Oh, this feels familiar. I most recently had this feeling when reading about the git staging area, where that term is common everywhere but the man pages.

wereHamster · on Sept 4, 2021

Why is implicit global state still a thing in modern languages?

tapirl · on Sept 4, 2021

> Reads from a closed channel block, sends on a closed channel panic

"never block"?

wahern · on Sept 4, 2021

Maybe they confused closed and nil channels. Reads from a nil channel block, as do sends.

hajhatten · on Sept 4, 2021

Why not just explicitly use UTC everywhere?

solidsnack9000 · on Sept 4, 2021

Yeah, reading this article, it seemed like using a wildcard time zone was the real bug.

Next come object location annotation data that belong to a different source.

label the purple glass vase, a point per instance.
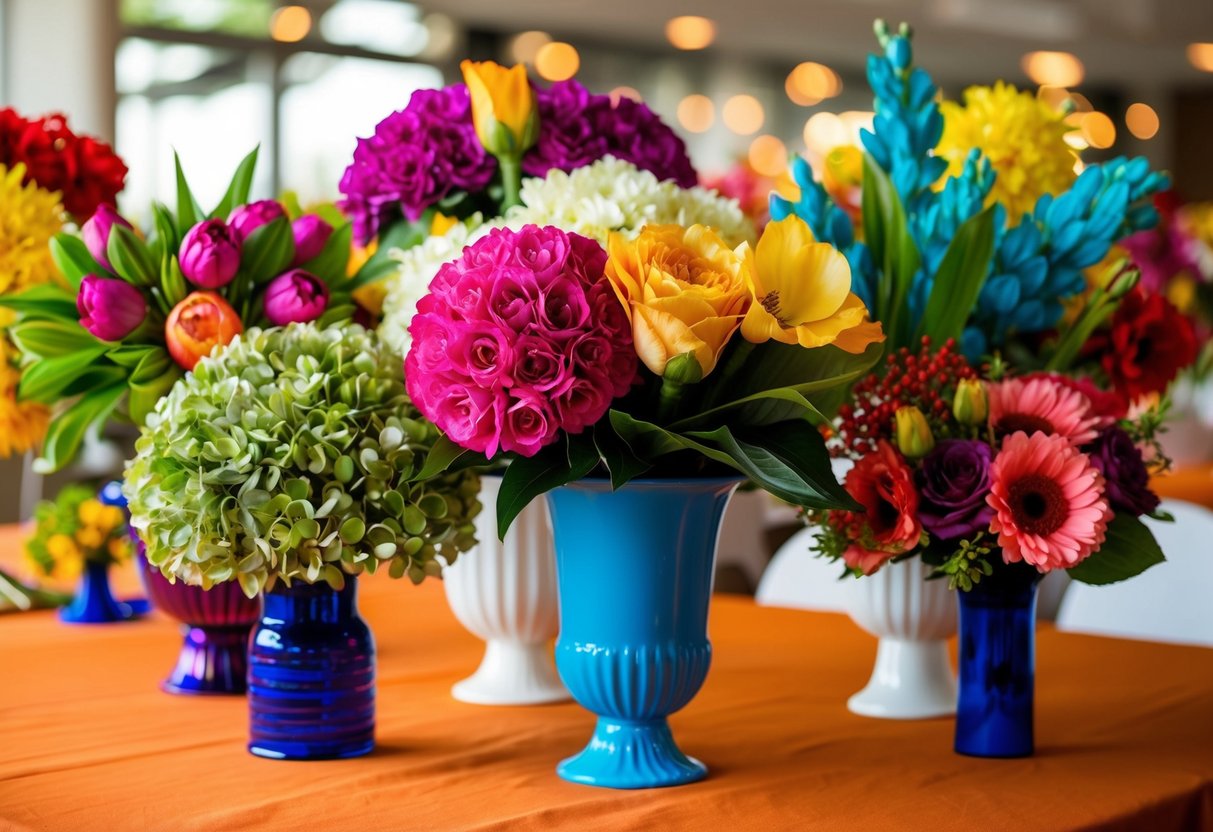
(214, 657)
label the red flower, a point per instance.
(1148, 345)
(883, 484)
(85, 171)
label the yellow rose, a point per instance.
(802, 294)
(502, 107)
(683, 292)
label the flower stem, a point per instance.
(511, 181)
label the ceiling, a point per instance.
(1122, 43)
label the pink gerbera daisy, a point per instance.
(1041, 404)
(1048, 501)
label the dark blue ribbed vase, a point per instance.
(635, 573)
(997, 664)
(311, 674)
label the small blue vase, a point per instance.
(311, 674)
(94, 602)
(635, 574)
(997, 664)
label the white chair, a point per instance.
(799, 579)
(1171, 602)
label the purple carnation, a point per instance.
(954, 482)
(577, 127)
(1126, 478)
(416, 157)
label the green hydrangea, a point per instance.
(294, 454)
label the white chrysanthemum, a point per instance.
(608, 195)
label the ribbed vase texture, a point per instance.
(635, 571)
(505, 593)
(913, 619)
(311, 674)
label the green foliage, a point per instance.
(295, 454)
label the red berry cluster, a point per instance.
(926, 380)
(85, 171)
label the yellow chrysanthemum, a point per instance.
(22, 423)
(1021, 136)
(29, 217)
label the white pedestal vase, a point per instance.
(505, 593)
(912, 617)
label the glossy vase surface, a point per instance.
(997, 664)
(505, 593)
(311, 674)
(635, 574)
(94, 602)
(913, 617)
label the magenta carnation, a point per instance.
(416, 157)
(577, 127)
(519, 338)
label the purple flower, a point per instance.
(568, 136)
(1126, 478)
(311, 235)
(210, 254)
(416, 157)
(109, 308)
(296, 296)
(245, 220)
(954, 482)
(96, 233)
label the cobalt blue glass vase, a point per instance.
(997, 664)
(311, 674)
(94, 602)
(635, 574)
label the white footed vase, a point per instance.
(505, 593)
(913, 619)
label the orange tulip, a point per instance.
(199, 324)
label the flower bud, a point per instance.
(199, 324)
(971, 405)
(109, 308)
(210, 254)
(245, 220)
(296, 296)
(311, 235)
(96, 233)
(915, 439)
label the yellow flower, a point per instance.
(1020, 135)
(22, 423)
(683, 292)
(29, 217)
(801, 292)
(502, 107)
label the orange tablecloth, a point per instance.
(1125, 734)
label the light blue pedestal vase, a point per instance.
(635, 573)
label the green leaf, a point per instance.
(240, 186)
(45, 301)
(67, 431)
(887, 234)
(188, 211)
(268, 251)
(45, 380)
(787, 460)
(958, 281)
(72, 257)
(562, 462)
(330, 265)
(1128, 550)
(621, 461)
(49, 338)
(131, 258)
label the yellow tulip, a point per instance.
(502, 107)
(683, 291)
(801, 292)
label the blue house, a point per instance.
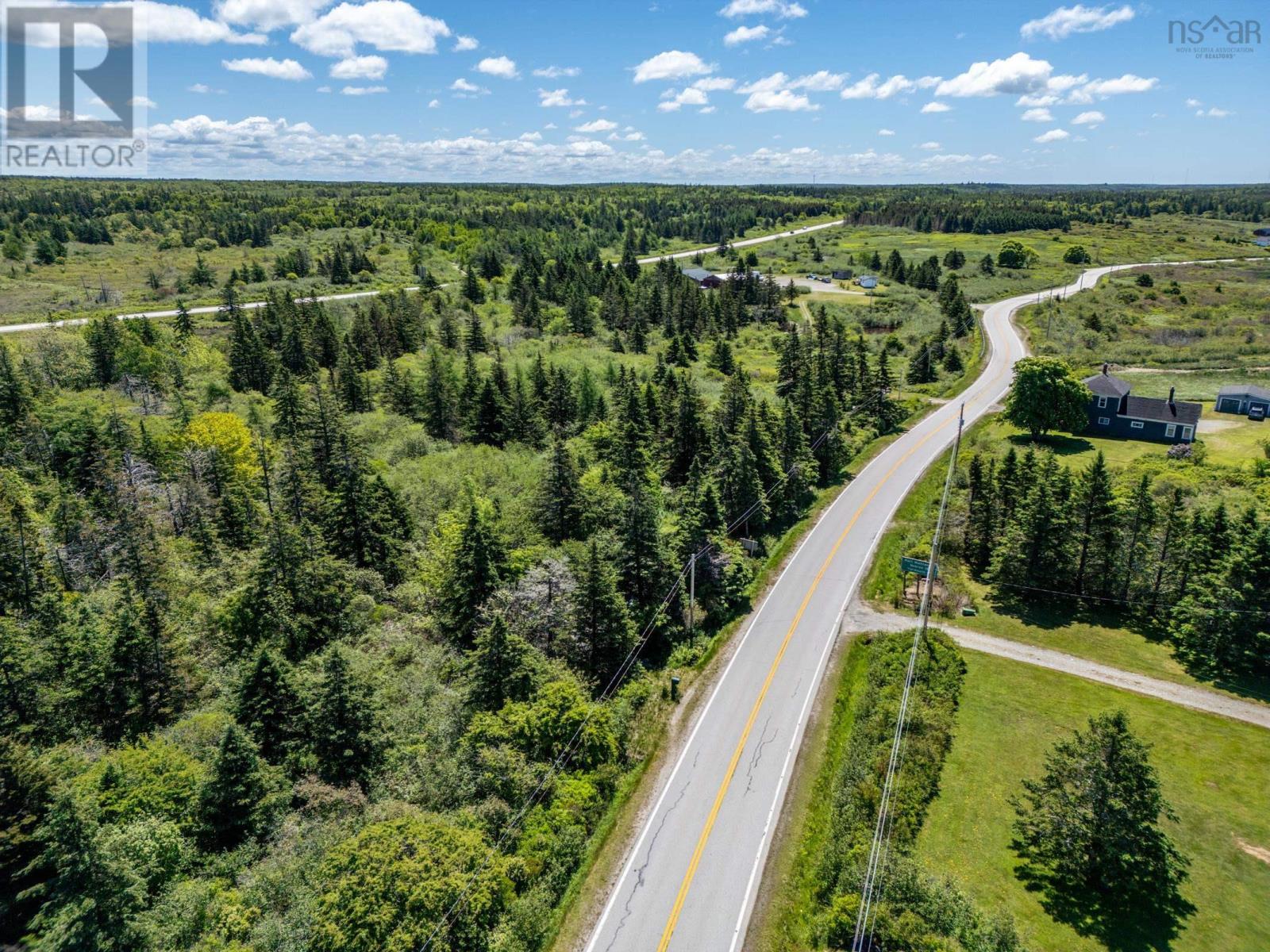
(1114, 412)
(1244, 399)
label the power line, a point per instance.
(883, 828)
(562, 759)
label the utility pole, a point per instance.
(692, 589)
(869, 892)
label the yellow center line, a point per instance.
(753, 712)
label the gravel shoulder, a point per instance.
(861, 617)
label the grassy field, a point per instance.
(1194, 317)
(1161, 238)
(124, 270)
(783, 919)
(1071, 626)
(1214, 774)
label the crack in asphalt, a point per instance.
(764, 740)
(648, 858)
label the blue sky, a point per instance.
(749, 90)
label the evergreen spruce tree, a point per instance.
(502, 666)
(1090, 827)
(229, 803)
(92, 896)
(601, 625)
(474, 574)
(473, 291)
(1140, 522)
(1098, 526)
(16, 399)
(267, 704)
(343, 730)
(475, 338)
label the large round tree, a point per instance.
(1047, 397)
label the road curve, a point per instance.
(690, 877)
(747, 243)
(863, 617)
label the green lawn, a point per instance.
(1085, 631)
(1214, 774)
(1160, 238)
(1208, 317)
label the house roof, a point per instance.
(1251, 390)
(1106, 385)
(1161, 410)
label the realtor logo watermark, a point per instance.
(73, 90)
(1214, 38)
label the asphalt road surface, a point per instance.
(747, 243)
(865, 619)
(689, 880)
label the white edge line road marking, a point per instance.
(745, 243)
(800, 727)
(201, 309)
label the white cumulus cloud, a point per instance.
(672, 65)
(746, 35)
(873, 86)
(1053, 136)
(267, 14)
(384, 25)
(783, 99)
(498, 67)
(756, 8)
(360, 67)
(1066, 21)
(268, 67)
(467, 86)
(672, 101)
(1016, 74)
(556, 71)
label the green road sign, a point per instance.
(918, 566)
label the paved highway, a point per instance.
(861, 617)
(690, 876)
(207, 309)
(747, 243)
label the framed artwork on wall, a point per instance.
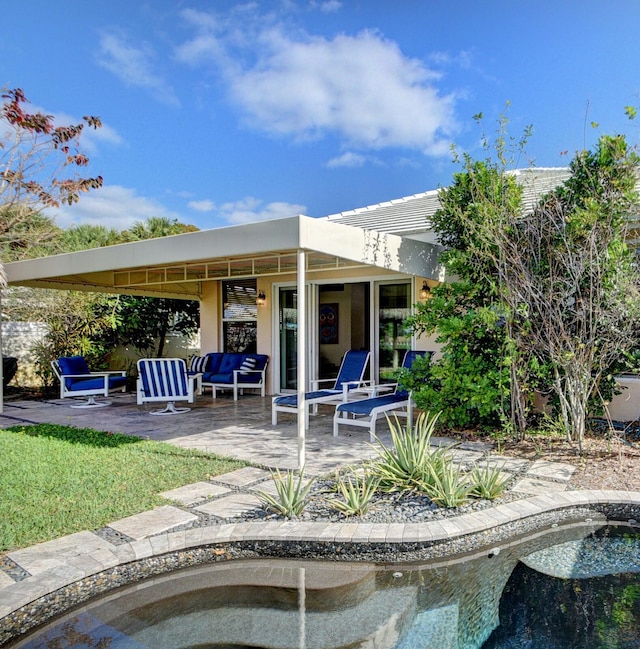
(329, 324)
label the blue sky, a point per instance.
(219, 113)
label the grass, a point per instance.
(56, 480)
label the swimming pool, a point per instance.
(570, 583)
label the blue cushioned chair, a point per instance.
(349, 377)
(237, 372)
(76, 380)
(164, 379)
(365, 412)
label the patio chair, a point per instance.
(164, 379)
(365, 412)
(350, 377)
(76, 380)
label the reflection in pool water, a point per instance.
(535, 592)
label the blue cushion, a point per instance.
(96, 383)
(230, 362)
(73, 365)
(365, 406)
(213, 364)
(292, 399)
(198, 364)
(218, 377)
(163, 377)
(352, 368)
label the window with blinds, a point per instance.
(240, 313)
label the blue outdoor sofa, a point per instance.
(231, 371)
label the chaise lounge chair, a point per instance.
(349, 377)
(76, 380)
(365, 413)
(164, 379)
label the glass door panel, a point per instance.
(288, 325)
(394, 339)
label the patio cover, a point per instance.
(177, 266)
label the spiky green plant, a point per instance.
(488, 481)
(448, 485)
(292, 495)
(403, 466)
(357, 491)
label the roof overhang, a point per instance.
(177, 266)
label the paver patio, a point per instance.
(243, 430)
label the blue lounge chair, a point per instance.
(77, 381)
(164, 379)
(349, 377)
(365, 413)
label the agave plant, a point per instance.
(357, 491)
(448, 485)
(403, 465)
(291, 496)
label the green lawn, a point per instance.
(56, 480)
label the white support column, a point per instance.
(302, 357)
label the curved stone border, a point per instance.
(34, 600)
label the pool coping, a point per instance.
(77, 574)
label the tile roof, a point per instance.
(412, 214)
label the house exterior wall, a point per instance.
(211, 321)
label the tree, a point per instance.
(39, 163)
(145, 322)
(561, 280)
(570, 281)
(470, 383)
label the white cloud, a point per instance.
(361, 88)
(113, 206)
(251, 210)
(202, 206)
(327, 7)
(347, 159)
(133, 64)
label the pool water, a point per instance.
(537, 592)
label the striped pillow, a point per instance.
(198, 364)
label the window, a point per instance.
(239, 317)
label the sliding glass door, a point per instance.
(394, 338)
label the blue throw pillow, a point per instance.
(249, 363)
(198, 364)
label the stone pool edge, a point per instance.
(79, 576)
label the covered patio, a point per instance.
(239, 429)
(299, 252)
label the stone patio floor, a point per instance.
(243, 430)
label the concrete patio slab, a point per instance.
(244, 477)
(160, 519)
(230, 506)
(45, 556)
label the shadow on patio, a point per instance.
(241, 429)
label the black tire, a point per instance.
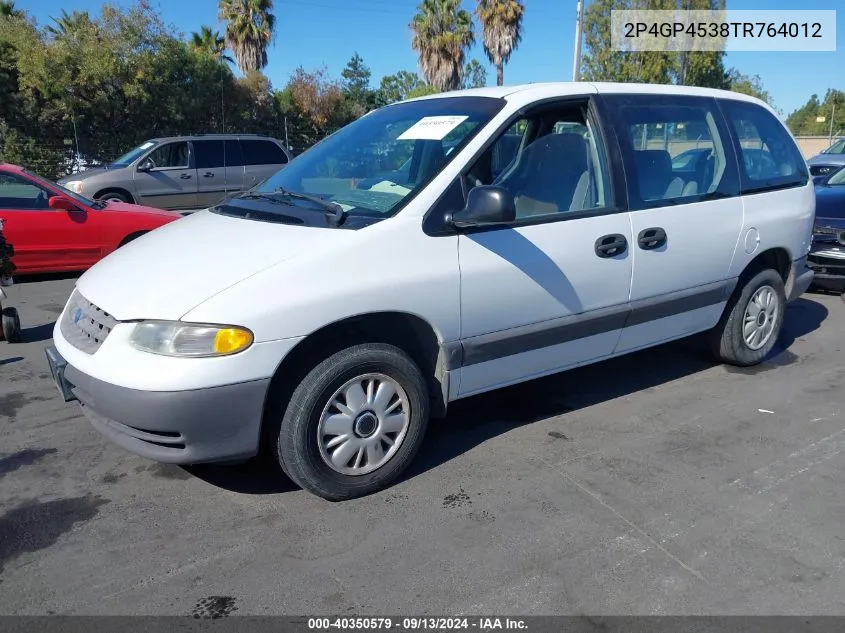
(114, 195)
(297, 446)
(11, 325)
(727, 340)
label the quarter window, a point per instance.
(262, 153)
(170, 156)
(769, 158)
(20, 194)
(550, 161)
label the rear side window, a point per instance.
(768, 157)
(209, 154)
(257, 152)
(675, 149)
(234, 158)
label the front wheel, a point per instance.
(752, 321)
(354, 423)
(11, 325)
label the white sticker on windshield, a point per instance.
(432, 128)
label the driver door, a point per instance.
(549, 291)
(44, 239)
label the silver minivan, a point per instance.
(183, 172)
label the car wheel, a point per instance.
(11, 325)
(354, 423)
(751, 324)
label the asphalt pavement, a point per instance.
(657, 483)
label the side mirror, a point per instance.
(486, 206)
(60, 202)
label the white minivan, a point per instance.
(327, 321)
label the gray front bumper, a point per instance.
(180, 427)
(801, 276)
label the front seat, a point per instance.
(553, 176)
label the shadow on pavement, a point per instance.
(258, 476)
(474, 420)
(37, 333)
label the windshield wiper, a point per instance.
(334, 212)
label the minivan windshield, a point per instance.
(362, 167)
(129, 157)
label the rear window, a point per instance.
(257, 152)
(768, 157)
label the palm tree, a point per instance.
(210, 43)
(501, 25)
(442, 33)
(249, 30)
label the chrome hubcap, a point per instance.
(760, 317)
(363, 424)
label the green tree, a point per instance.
(748, 85)
(475, 75)
(250, 27)
(356, 87)
(804, 121)
(398, 87)
(501, 26)
(210, 42)
(442, 34)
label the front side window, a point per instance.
(170, 156)
(769, 158)
(262, 153)
(362, 167)
(132, 155)
(209, 154)
(673, 150)
(550, 161)
(17, 193)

dblooman · on Sept 4, 2021

That message exchange screenshot is unfortunately seen too often in companies.

j16sdiz · on Sept 4, 2021

If you ask me, the problem lies in SQL datetime (without timezone) data type, not golang.

jbaviat · on Sept 4, 2021

Je suis en train de me faire un devis pour

purplerabbit · on Sept 4, 2021

Really loved the voice of this article. Very funny.

Just wrapping up a read of “the go programming language”, and this article called out literally every aspect of go I was surprised/annoyed to discover. The validation is much appreciated

silisili · on Sept 4, 2021

Just for reference, complete opposite for me. I found it rambling and missing the mark.

I expected a simple repro case exposing the bug. I got many paragraphs of random relevance and still not positive what the bug actually is. Even a link to an issue would have been helpful.

blowski · on Sept 4, 2021

And the memes. A couple of particularly relevant and funny memes is ok, but this article had a lot that were neither.